What made Mindhorn get at theme was the fusion of classic cop dramas of it’s time with glaringly poor sci fi; Mindhorn himself the subject of a horrid experiment, where his left eye is replaced with a bionic one, which allows him to see the truth in everything. You cannot lie to Mindhorn, he will literally see past it. If this doesn’t give you an idea of the humour on offer here, I’m not sure how else to describe.

In 2017, Thorncroft is lost and willing to do anything to get back in the spotlight, so when there’s a serial killer in the Isle of Man, where Mindhorn was set, asking to speak to the tv cop and only him, Thorncroft jumps at the chance to get back into character and save the day, hoping to get some press along the way.

What follows is a festival of laughs, Thorncroft bumbling and messing up at every avenue. While the plot may be by the numbers, that isn’t to say there’s still plenty to enjoy. The Isle of Man was destined for comedy of this level, itself a character in this film as much as anyone on screen. There are supporting characters such as Farnaby’s stunt man to Barratt’s Thorncroft, and Steve Coogan as a bit part character of the tv show, who went on to be a raging success as his spin off show still garners fans.

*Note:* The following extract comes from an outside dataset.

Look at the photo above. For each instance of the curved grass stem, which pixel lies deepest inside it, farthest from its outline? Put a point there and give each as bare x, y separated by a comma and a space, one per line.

This is very much Barratt’s engine, and his performance should hopefully help push his career where it should be. He has been sorely missed since Might Boosh took it’s leave, and small roles in The Harry Hill Movie are not worthy of his like. His swagger here, especially when in the Mindhorn character, is something of beauty, gut and all. Thorncroft’s see importance, insistence on being better received than he has been thus far, and that he should be as revered as those who cameo is the stuff you watch with your face buried in you hands, and it’s all the better for it.

But Mindhorn is not without it’s heart, yet even that gets yanked out from under Thorncroft as he attempts to rebuild severed ties, be it with his previous lover, the population of the Isle of Man, or who he believes to be his daughter. It all makes for the summer’s first out and out comedy, which demands your attention.